A Systematic Review and Meta-Analysis of MIP-1α and MIP-1β Chemokines in Malaria in Relation to Disease Severity

Affiliations
Meta-Analysis

A Systematic Review and Meta-Analysis of MIP-1α and MIP-1β Chemokines in Malaria in Relation to Disease Severity

Saruda Kuraeiad et al. Medicina (Kaunas). .

Abstract

Background and Objectives: Macrophage inflammatory protein-1α (MIP-1α) and MIP-1β act as signaling molecules that recruit immune cells to sites of infection and inflammation. This study aimed to synthesize evidence on blood levels of MIP-1α and MIP-1β in Plasmodium-infected individuals and to determine whether these levels differ between severe and uncomplicated malaria cases.
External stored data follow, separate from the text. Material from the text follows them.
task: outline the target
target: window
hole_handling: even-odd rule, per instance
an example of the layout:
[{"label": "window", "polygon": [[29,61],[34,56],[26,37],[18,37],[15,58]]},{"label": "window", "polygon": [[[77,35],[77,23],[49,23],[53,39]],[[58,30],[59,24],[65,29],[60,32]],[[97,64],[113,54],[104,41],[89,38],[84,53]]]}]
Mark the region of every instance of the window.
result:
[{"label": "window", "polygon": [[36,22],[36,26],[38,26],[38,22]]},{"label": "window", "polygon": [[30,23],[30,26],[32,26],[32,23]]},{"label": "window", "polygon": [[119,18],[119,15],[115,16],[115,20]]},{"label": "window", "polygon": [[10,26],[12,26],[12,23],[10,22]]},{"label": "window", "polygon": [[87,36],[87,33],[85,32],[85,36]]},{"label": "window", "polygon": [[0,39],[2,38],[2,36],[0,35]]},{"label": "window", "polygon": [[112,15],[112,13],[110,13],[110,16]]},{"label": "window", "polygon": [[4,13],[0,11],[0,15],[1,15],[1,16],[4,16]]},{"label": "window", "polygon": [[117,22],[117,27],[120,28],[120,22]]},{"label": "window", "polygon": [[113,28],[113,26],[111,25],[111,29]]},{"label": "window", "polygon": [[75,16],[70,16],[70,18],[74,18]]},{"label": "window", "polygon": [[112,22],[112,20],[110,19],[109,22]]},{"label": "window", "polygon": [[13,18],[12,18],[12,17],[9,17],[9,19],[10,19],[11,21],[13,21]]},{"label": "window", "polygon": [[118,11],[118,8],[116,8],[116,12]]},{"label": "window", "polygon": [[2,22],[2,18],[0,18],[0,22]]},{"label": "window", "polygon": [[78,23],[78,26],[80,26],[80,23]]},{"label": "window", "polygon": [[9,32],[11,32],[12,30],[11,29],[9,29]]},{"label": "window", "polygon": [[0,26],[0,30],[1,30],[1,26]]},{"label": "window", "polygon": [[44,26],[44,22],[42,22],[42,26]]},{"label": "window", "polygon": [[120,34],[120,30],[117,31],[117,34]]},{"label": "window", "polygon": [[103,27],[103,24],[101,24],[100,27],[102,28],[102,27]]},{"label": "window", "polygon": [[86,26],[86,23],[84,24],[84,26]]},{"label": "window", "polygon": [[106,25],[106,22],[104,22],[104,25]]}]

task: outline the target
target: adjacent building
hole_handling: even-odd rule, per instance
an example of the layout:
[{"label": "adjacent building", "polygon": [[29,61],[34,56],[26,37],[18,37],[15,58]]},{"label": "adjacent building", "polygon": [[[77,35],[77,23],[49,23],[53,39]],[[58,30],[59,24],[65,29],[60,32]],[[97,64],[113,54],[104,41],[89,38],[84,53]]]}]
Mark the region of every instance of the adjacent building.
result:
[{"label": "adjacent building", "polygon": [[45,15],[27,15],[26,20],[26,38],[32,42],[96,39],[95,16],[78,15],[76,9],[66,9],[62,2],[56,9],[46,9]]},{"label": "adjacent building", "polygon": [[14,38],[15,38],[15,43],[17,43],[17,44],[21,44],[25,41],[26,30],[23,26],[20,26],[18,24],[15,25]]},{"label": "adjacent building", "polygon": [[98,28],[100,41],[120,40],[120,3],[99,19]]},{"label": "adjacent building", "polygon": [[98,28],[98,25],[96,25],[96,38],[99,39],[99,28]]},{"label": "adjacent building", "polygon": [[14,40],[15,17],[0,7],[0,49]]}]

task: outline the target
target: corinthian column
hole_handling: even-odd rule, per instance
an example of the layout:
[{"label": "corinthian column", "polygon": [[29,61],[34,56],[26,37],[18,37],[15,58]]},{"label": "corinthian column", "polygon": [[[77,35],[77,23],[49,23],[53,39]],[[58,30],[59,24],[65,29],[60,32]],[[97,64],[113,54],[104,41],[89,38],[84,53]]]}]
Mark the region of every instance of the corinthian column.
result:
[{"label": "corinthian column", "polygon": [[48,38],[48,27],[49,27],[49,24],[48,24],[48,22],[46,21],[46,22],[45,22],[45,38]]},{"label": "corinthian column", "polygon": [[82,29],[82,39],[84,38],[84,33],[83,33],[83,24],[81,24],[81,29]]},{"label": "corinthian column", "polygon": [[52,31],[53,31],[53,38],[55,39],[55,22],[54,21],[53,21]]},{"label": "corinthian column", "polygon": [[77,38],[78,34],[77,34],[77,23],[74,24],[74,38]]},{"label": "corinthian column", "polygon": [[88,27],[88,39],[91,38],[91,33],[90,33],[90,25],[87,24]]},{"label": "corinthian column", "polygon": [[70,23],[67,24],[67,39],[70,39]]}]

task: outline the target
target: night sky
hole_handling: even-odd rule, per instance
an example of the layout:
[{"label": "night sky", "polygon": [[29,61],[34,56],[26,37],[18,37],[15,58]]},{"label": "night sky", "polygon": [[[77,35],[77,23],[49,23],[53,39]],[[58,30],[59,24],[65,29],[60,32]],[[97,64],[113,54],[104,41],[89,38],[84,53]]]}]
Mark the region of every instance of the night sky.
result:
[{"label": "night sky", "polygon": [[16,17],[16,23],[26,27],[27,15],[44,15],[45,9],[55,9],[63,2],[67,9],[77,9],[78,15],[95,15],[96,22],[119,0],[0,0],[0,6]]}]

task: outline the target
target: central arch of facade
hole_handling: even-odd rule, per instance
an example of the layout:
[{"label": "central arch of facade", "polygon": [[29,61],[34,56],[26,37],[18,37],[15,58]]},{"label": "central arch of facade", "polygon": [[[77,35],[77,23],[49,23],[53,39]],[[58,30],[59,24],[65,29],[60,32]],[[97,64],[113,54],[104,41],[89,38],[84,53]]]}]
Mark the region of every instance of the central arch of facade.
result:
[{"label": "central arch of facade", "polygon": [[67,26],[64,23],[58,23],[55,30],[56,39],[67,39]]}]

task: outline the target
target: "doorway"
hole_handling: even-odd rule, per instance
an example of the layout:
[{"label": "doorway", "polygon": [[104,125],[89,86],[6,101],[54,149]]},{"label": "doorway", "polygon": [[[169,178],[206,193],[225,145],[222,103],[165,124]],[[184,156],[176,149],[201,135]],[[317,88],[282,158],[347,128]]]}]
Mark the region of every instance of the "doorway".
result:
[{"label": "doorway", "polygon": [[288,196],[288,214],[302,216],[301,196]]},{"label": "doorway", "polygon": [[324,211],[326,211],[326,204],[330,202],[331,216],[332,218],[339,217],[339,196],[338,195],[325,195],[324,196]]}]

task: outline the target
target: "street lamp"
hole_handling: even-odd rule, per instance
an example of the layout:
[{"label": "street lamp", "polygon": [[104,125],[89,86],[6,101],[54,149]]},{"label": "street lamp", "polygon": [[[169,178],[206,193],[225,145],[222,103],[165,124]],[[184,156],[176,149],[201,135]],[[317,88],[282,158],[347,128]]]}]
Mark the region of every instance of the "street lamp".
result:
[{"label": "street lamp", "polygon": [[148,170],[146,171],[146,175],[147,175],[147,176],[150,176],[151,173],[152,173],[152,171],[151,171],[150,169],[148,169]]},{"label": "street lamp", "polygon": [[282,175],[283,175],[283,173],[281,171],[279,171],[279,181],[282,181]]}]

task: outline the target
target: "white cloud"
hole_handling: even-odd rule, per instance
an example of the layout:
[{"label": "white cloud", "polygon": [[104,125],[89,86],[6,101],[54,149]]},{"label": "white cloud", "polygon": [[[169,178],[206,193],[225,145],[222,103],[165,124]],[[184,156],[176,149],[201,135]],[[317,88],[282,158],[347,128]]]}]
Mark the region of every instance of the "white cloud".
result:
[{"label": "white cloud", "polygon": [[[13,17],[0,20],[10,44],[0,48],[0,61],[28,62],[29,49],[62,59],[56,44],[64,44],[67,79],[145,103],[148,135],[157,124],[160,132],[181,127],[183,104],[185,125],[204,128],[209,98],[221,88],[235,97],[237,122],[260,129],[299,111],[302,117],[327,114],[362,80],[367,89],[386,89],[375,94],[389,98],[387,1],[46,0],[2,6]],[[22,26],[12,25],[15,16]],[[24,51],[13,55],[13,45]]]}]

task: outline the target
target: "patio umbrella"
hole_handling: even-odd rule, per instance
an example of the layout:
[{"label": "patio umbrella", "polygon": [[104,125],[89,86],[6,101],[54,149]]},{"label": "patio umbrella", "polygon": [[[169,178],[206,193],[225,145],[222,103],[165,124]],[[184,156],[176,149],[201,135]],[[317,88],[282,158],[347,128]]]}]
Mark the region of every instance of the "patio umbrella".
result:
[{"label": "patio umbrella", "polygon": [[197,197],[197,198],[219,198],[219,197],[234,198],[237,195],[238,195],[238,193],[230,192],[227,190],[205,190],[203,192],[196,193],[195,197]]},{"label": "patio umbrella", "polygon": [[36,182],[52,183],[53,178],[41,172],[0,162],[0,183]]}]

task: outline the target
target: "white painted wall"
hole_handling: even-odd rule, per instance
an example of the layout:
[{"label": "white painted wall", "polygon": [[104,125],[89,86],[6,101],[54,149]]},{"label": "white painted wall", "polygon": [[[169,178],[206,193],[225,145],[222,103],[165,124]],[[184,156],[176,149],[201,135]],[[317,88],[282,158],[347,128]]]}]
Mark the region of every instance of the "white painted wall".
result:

Materials and Methods: The study protocol was registered in PROSPERO (CRD42024595818). Comprehensive literature searches were conducted in six databases (EMBASE, MEDLINE, Ovid, Scopus, ProQuest, and PubMed) to identify studies reporting blood levels of MIP-1α and MIP-1β in Plasmodium infections and clinical malaria. A narrative synthesis was used to describe variations in MIP-1α and MIP-1β levels between malaria patients and controls and between severe and non-severe malaria cases. Meta-analysis was used to aggregate quantitative data utilizing a random-effects model. Results: A total of 1638 records were identified, with 20 studies meeting the inclusion criteria. Most studies reported significantly higher MIP-1α and MIP-1β levels in malaria patients compared to non-malarial controls. The meta-analysis showed a significant elevation in MIP-1α levels in malaria patients (n = 352) compared to uninfected individuals (n = 274) (p = 0.0112, random effects model, standardized mean difference [SMD]: 1.69, 95% confidence interval [CI]: 0.38 to 3.00, I2: 96.0%, five studies, 626 individuals). The meta-analysis showed no difference in MIP-1α levels between severe malaria cases (n = 203) and uncomplicated cases (n = 106) (p = 0.51, SMD: -0.48, 95% CI: -1.93 to 0.96, I2: 97.3%, three studies, 309 individuals). Conclusions: This study suggests that while MIP-1α and MIP-1β levels are elevated in malaria patients compared to uninfected individuals, these chemokines show a limited ability to differentiate between severe and uncomplicated malaria or predict severe outcomes. Further research is needed to clarify their role in malaria pathogenesis and explore potential clinical applications.

Keywords: MIP-1α; MIP-1β; macrophage inflammatory protein; malaria; meta-analysis; systematic review.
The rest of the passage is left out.